In a blog post Ross Norman, ex-trader for NM Rothschild and Credit Suisse and owner of bullion brokers Sharps Pixley, describes how gold was slammed down on Friday – a fall which set up Monday’s meltdown.
Norman argues with some conviction the decline was sparked by a concerted effort by a large fund or bank (not named) on the Comex market in New York which channeled trades through the Merrill Lynch floor team.
The trades that broke gold’s back came in two short bursts, but constituted some 15% of annual gold production – too much for the market to absorb.
The first futures trade on Friday was for 3.4 million ounces or 100 tonnes which saw gold crash through the all-important technical level of $1,540 which was “not only the low of 2012, it was also seen by many as the level which confirmed the ongoing bull run which dates back to 2000.”
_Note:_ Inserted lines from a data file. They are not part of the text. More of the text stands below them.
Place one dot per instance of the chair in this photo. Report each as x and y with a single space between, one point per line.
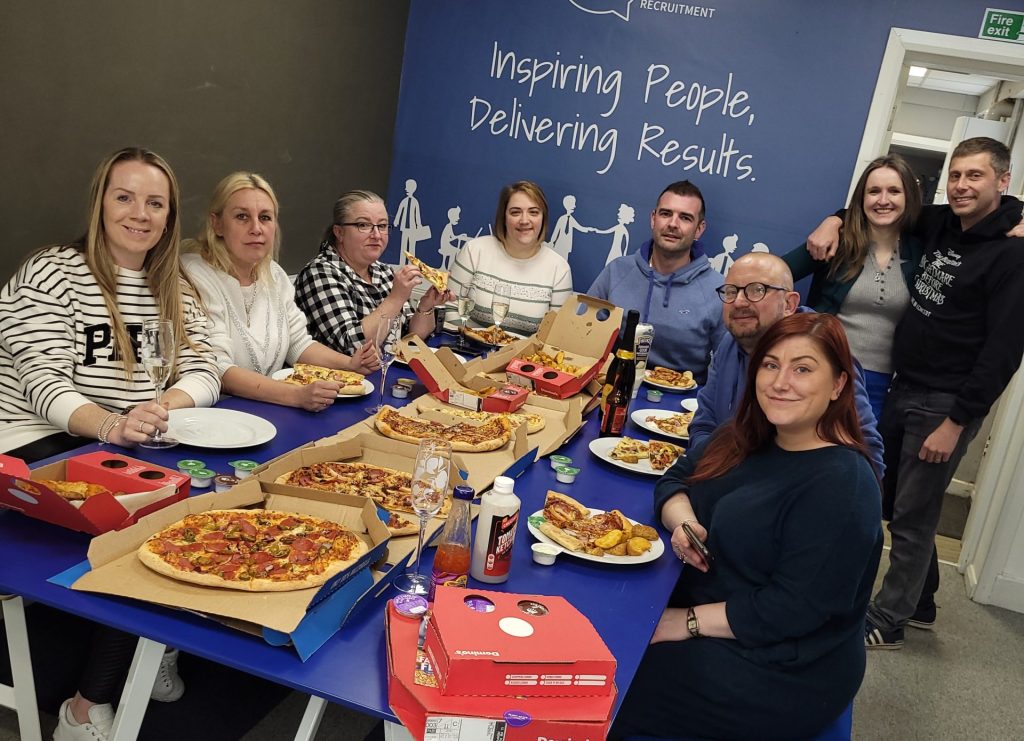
20 696
840 730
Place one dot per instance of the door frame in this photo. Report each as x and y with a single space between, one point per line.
995 517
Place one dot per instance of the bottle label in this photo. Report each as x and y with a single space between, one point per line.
500 540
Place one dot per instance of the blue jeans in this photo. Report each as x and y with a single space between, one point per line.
911 493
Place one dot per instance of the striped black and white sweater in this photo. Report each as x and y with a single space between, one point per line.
57 351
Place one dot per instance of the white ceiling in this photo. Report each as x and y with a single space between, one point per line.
954 82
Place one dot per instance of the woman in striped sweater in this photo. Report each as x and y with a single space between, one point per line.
70 320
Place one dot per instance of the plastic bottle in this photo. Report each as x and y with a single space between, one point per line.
452 560
496 532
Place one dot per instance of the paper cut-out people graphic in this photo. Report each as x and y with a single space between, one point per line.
621 235
561 234
451 242
407 218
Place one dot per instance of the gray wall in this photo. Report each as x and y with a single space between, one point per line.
302 91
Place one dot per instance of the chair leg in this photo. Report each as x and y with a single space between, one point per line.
20 669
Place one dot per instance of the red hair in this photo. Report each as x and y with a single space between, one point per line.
750 430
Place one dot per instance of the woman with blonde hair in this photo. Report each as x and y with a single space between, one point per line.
539 278
70 319
257 328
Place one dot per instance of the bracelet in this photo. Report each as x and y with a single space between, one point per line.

Then two hours later a massive 10 million ounces or 300 tonnes were sold within just 30 minutes:
This was clearly not a case of disappointed longs leaving the market – it had the hallmarks of a concerted ‘short sale’, which by driving prices sharply lower in a display of ‘shock & awe’ – would seek to gain further momentum by prompting others to also sell as their positions as they hit their maximum acceptable losses or so-called ‘stopped-out’ in market parlance.
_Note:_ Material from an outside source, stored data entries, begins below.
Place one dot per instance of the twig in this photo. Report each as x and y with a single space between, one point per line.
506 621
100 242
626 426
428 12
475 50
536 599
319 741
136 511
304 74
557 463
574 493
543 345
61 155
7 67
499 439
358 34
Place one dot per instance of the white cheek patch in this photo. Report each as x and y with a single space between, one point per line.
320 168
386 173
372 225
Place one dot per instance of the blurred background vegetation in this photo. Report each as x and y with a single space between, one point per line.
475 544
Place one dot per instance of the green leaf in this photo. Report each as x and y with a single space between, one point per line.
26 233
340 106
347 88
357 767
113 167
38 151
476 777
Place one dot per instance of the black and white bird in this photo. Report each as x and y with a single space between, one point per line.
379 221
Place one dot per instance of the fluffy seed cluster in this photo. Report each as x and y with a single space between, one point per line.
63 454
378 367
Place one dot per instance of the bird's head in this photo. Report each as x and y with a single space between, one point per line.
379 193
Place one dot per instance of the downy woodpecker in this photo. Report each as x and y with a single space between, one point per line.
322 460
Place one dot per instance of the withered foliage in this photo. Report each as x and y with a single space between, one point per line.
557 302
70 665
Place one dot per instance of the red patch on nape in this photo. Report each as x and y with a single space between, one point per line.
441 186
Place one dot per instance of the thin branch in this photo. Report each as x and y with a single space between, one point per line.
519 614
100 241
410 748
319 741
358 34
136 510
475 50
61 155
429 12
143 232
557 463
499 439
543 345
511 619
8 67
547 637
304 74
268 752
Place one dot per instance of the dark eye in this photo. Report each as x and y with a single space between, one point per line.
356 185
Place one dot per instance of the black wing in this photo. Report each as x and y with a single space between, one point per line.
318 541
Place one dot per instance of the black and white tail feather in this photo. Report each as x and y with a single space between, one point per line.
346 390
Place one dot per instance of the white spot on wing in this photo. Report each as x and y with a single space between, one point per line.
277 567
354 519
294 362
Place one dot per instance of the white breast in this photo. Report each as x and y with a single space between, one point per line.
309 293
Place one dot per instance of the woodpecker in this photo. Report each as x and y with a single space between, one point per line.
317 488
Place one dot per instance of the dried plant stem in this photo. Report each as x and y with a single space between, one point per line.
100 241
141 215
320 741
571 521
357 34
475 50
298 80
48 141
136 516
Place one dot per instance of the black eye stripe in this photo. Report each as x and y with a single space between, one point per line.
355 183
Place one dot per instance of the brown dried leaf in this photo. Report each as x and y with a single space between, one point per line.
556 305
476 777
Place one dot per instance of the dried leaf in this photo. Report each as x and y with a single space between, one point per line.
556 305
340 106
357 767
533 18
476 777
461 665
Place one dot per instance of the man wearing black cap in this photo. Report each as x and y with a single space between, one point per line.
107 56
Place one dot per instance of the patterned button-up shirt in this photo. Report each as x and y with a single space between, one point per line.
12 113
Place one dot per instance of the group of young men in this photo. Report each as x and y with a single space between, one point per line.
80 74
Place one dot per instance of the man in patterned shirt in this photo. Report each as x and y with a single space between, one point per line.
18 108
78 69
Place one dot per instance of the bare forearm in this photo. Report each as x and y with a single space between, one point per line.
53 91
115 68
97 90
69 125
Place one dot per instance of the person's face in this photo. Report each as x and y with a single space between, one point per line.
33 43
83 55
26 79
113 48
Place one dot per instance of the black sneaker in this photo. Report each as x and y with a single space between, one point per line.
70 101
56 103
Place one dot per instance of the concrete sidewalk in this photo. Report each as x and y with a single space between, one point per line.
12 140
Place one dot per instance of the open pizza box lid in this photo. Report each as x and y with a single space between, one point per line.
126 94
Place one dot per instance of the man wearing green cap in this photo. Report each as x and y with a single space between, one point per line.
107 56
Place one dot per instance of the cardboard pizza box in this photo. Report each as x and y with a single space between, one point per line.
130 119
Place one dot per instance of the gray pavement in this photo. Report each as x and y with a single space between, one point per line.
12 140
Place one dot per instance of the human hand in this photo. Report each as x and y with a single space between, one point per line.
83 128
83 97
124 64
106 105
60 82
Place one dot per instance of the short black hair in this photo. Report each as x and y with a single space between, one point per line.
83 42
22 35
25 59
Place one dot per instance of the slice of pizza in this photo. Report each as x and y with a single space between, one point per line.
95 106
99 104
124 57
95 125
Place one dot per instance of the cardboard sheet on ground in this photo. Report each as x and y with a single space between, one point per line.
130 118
The value of the 400 tonnes of gold sold is approximately $20 billion but because it is margined, this short bet would require them to stump up just $1b. The rationale for the trade was clear – excessively bullish forecasts by many banks in Q4 seemed unsupported by follow through buying. The modest short selling in Jan 2013 had prompted little response from the longs – raising questions about their real commitment. By forcing the market lower the Fund sought to prompt a cascade or avalanche of additional selling, proving the lie ; predictably some newswires were premature in announcing the death of the gold bull run doing, in effect, the dirty work of the shorters in driving the market lower still.
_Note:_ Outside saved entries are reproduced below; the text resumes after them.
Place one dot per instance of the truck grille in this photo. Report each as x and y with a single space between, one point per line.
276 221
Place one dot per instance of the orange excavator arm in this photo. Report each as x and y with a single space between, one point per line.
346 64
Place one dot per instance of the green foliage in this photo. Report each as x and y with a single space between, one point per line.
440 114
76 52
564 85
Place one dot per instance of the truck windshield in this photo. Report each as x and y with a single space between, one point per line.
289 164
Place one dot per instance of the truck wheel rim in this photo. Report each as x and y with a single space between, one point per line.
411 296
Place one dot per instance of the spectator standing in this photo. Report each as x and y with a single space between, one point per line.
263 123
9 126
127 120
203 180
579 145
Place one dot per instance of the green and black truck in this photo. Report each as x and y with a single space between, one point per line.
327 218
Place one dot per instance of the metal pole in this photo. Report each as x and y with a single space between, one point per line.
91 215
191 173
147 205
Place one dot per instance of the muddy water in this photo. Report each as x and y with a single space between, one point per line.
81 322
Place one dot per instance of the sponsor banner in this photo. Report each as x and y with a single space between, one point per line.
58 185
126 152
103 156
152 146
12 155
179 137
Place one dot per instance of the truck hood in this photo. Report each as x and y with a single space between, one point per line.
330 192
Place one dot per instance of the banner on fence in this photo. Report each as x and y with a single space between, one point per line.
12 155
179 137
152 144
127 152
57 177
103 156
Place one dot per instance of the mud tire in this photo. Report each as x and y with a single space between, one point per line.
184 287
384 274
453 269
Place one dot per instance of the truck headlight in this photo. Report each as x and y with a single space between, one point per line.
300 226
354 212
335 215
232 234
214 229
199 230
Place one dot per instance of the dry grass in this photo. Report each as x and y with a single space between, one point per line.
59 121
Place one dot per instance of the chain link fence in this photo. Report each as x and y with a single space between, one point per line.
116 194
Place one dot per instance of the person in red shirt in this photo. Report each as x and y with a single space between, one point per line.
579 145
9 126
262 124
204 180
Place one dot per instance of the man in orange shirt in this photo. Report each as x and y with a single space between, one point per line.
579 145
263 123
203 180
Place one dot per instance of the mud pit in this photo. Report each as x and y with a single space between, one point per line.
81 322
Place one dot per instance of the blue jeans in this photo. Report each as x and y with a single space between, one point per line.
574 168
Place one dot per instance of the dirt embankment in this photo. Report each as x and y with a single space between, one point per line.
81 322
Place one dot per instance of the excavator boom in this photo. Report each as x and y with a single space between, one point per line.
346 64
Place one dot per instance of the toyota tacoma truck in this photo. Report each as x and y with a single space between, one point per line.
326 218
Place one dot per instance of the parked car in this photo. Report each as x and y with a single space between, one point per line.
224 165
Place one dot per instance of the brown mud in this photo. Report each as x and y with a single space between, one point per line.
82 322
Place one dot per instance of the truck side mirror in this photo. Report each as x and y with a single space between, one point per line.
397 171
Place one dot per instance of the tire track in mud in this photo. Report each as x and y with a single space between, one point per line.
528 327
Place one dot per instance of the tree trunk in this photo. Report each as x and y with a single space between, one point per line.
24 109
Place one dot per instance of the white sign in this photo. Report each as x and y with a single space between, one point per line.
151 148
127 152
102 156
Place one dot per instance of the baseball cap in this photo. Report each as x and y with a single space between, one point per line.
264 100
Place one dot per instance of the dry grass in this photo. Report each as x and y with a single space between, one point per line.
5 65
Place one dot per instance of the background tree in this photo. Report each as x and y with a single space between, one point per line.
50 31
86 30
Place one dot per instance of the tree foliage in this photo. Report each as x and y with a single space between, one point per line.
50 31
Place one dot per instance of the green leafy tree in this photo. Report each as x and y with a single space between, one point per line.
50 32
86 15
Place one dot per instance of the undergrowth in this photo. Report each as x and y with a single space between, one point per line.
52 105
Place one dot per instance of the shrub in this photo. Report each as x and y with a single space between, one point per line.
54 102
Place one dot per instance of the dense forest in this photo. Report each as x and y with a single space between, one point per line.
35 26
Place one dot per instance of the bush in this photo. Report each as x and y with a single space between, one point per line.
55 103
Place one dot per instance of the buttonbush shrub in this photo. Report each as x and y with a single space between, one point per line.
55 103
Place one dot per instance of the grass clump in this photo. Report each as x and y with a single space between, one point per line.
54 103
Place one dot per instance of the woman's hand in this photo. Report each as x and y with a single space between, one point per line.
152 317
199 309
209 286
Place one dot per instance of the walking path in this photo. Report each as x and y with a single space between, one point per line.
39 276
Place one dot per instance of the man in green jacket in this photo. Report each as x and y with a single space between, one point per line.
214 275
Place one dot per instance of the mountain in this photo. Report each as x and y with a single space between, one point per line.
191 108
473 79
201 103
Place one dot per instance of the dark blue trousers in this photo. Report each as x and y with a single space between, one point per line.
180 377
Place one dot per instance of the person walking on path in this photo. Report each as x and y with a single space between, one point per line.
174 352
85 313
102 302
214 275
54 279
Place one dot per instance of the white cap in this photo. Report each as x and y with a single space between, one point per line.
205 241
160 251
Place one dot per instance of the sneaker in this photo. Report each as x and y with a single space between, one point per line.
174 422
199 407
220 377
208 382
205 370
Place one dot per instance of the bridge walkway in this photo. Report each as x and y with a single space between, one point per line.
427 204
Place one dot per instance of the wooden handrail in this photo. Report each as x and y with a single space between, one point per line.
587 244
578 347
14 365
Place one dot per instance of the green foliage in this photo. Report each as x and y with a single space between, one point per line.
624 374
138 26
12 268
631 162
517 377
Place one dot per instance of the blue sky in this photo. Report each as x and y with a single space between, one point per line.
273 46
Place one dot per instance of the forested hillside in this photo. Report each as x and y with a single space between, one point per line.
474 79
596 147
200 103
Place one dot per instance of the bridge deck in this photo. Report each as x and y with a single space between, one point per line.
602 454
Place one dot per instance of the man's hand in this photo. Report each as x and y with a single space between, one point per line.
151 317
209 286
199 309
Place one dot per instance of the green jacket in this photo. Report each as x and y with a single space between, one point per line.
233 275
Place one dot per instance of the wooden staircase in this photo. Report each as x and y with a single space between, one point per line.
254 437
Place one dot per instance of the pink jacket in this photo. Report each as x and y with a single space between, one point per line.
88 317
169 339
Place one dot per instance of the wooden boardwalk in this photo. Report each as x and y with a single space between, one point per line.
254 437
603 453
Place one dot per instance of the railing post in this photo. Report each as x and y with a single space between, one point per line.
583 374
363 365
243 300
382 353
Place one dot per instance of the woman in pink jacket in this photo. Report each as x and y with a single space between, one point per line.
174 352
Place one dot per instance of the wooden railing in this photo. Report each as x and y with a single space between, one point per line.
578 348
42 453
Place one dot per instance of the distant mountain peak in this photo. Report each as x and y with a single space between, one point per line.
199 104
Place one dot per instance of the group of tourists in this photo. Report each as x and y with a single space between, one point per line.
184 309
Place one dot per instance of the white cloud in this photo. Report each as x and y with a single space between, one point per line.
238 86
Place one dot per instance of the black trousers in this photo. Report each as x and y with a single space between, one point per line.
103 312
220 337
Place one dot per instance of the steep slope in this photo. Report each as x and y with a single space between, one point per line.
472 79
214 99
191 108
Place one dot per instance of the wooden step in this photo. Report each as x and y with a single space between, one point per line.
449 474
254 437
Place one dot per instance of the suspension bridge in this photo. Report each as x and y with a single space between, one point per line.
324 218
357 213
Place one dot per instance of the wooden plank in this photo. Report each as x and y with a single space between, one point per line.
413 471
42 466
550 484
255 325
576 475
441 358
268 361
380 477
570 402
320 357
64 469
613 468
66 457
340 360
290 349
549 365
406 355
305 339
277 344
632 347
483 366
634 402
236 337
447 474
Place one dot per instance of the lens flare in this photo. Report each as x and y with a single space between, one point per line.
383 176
This now leaves the gold market in an interesting conundrum – the shorter is now nursing a large gold position and, like the longs also exposed – that is to say the market is polarised between longs and shorts and they cannot both be right. Either the gold bulls – like in a game of tug-of-war – pull back and prompt the shorters to panic and buy back – or they do nothing, in which case the endless stories about the “end of gold” will see a steady further erosion in prices. At the end of the day it is a question of who has got the biggest guns – the shorts have made their play – let’s see if there is any response from the longs to defend their position.